事故機のJAL516便はエアバス(Airbus)社A350-900だったそうだが、機体の健全性について、いくつかの意見があるらしい。

胴体部分が全焼したことに対する不安とか、評価の違いといったことであろうか。



当方の素人見解をメモがてら書いておきたい。
(当然ながら、当方は航空業界とか機体製造等には一切関係がありません。株主等の利害関係者でもありませんので、念の為)


1)乗客全員が無事に脱出し助かったことが最大の実証

端的に言えば、これに尽きる。
海保機ボンバルディアDHC-8-Q300と滑走路上で衝突した(恐らく時速2百数十km?)と見られる事故で、全乗客・乗務員が脱出するまで機体の健全性が維持されていたことが、今回の人命保護に最も貢献したことであろう。


2)耐衝撃性

衝突した相手が小型機だったことを割り引いても、JAL機が海保機に衝突したと推測されるが、操縦席は維持されていたことが重要だった。

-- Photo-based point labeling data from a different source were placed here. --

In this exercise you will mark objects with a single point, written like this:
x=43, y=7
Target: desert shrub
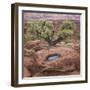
x=66, y=30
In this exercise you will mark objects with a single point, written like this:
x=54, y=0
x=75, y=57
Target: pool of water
x=53, y=57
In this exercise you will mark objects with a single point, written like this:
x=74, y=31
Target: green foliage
x=66, y=30
x=43, y=29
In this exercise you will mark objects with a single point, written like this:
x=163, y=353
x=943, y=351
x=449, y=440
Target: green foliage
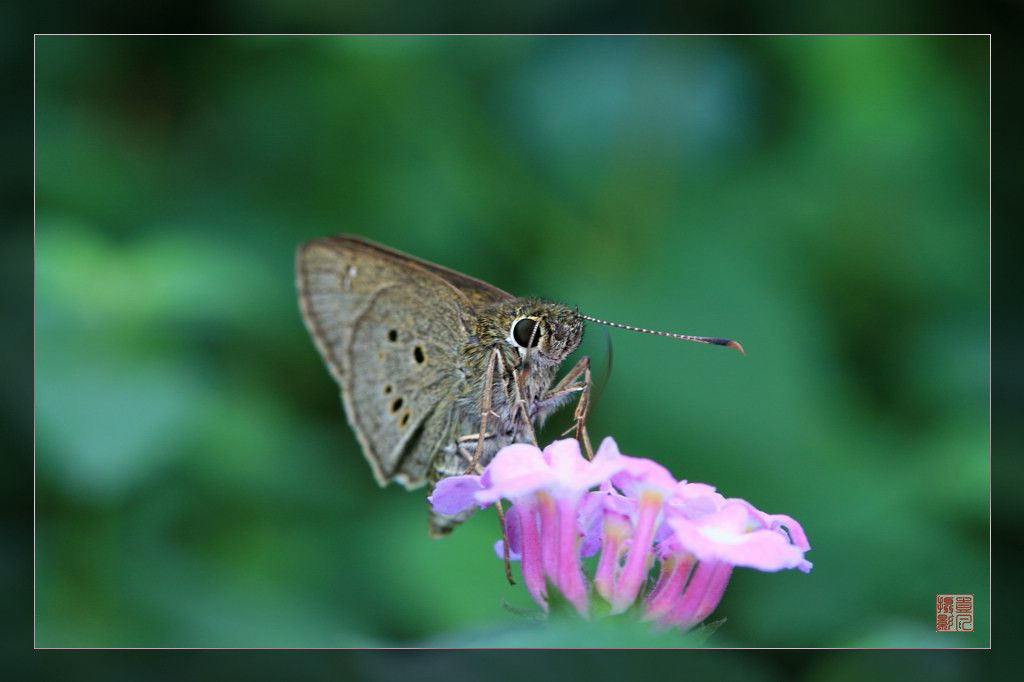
x=822, y=200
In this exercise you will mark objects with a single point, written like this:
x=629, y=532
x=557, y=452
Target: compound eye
x=523, y=334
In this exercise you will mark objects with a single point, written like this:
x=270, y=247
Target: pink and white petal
x=456, y=494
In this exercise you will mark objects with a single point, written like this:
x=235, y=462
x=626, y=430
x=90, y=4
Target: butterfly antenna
x=683, y=337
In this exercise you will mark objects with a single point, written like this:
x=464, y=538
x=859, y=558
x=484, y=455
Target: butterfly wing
x=390, y=329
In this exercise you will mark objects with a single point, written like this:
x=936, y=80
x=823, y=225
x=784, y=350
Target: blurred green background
x=822, y=200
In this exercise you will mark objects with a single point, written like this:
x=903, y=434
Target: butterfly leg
x=518, y=380
x=578, y=380
x=481, y=435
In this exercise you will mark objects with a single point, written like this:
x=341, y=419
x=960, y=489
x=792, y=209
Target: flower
x=639, y=516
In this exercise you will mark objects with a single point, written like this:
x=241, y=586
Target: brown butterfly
x=437, y=370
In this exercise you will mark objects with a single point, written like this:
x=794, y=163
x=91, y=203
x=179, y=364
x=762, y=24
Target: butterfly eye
x=522, y=333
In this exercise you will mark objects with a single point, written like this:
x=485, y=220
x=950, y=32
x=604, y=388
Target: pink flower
x=639, y=515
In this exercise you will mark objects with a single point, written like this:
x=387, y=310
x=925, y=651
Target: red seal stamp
x=954, y=612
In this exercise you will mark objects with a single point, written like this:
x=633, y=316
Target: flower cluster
x=638, y=515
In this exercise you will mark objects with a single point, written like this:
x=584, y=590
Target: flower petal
x=456, y=494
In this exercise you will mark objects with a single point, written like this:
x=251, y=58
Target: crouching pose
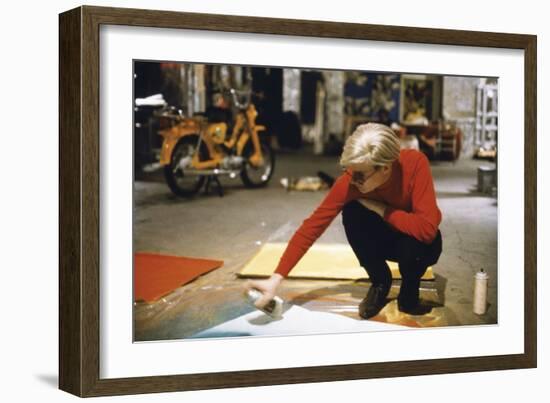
x=389, y=212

機体の下面に高速で襲ってきた多くの破片もキャビン内への侵入を全て防ぎ切ったと見られ、ジェット燃料の爆風・衝撃波にも耐えて客室は概ね健全性が維持された(火災によると見られる煙は侵入した。気密性維持は漏れが発生した可能性)。

前輪の脚部が折れて、胴体全部が滑走路に接地したまま停止するまでの数百メートルを滑走したが、機体表面の摩擦熱による発火もなく、大きな損傷なく停止したと見られる。


3)耐熱、難燃性

最終的に胴体部分は焼け落ちたが、不可解な消火活動の不備による影響はあるだろう。

海保機との衝突直後と見られる時点で、機体下部~左主翼基部付近で爆発炎上があり、その影響で主翼より前方部分の胴体左側面の広範に渡る火災が見られた。

これらの航空機燃料が機体表面を被覆した状態で燃焼時間が数分継続したが、機体本体の外部表面は燃焼しなかった。少なくとも脱出開始時点では、主翼より前方部の機体表面の初期火災は消えていた。


すなわち、航空機の燃料を大量に浴びた機体は、脱出終了までの数十分に渡り、外部表面は燃えず乗客の安全確保には十分な時間を与えることに成功した。それだけの十分な耐火性があったと見るべきでは。

NHK報道の焼け落ちるまでの様子は、エンジン付近と胴体下部の燃焼が継続しており、それと共に、脱出後と見られる左後方ドアから内部での燃焼が広がった。
次第に機体中央部(主翼付近)へと火焔が進み、窓が割れて内部に酸素が供給されたことで機体内部温度が非常に高温となったと見られ、機体の屋根部分へと着火、外部に火炎が出て開放空間となってからは燃焼が止まらなくなったようだった。


キャビン後方が焼け始めた時点で、消防隊の数や放水量が確保できていれば主翼基部付近で火の勢いを止めることはできたかもしれないが、機体の左側で消火作業をしていた消防車がたったの2台(右側の草むら側は勿論ゼロだ)では、放水の絶対量が不足していた。


見えてる範囲では、ランディングギアの主脚付近が高温に晒されたことでタイヤが燃焼したままとなり、機体下部の温度が上がり続けたこともキャビン内部の燃焼が止まらなくなった一因なのかもしれない、と思えた。


少なくとも、開放空間での「主翼の爆発、燃焼」は回避されており、燃料タンクへの早期引火という事態は生じなかったし、胴体部分の全焼が起こっても主翼は両翼とも残っていたというのが事実である。
特に右主翼は「消防による放水」がない状態であったにも関わらず、完全に焼損することはなかった。


炭素繊維複合材料(CFRP)の可燃性や耐火性に問題があり、事故機の損害が大きいとか乗客の安全性を脅かした、ということは見られてないように思える、というのが、当方の感想(結論)である。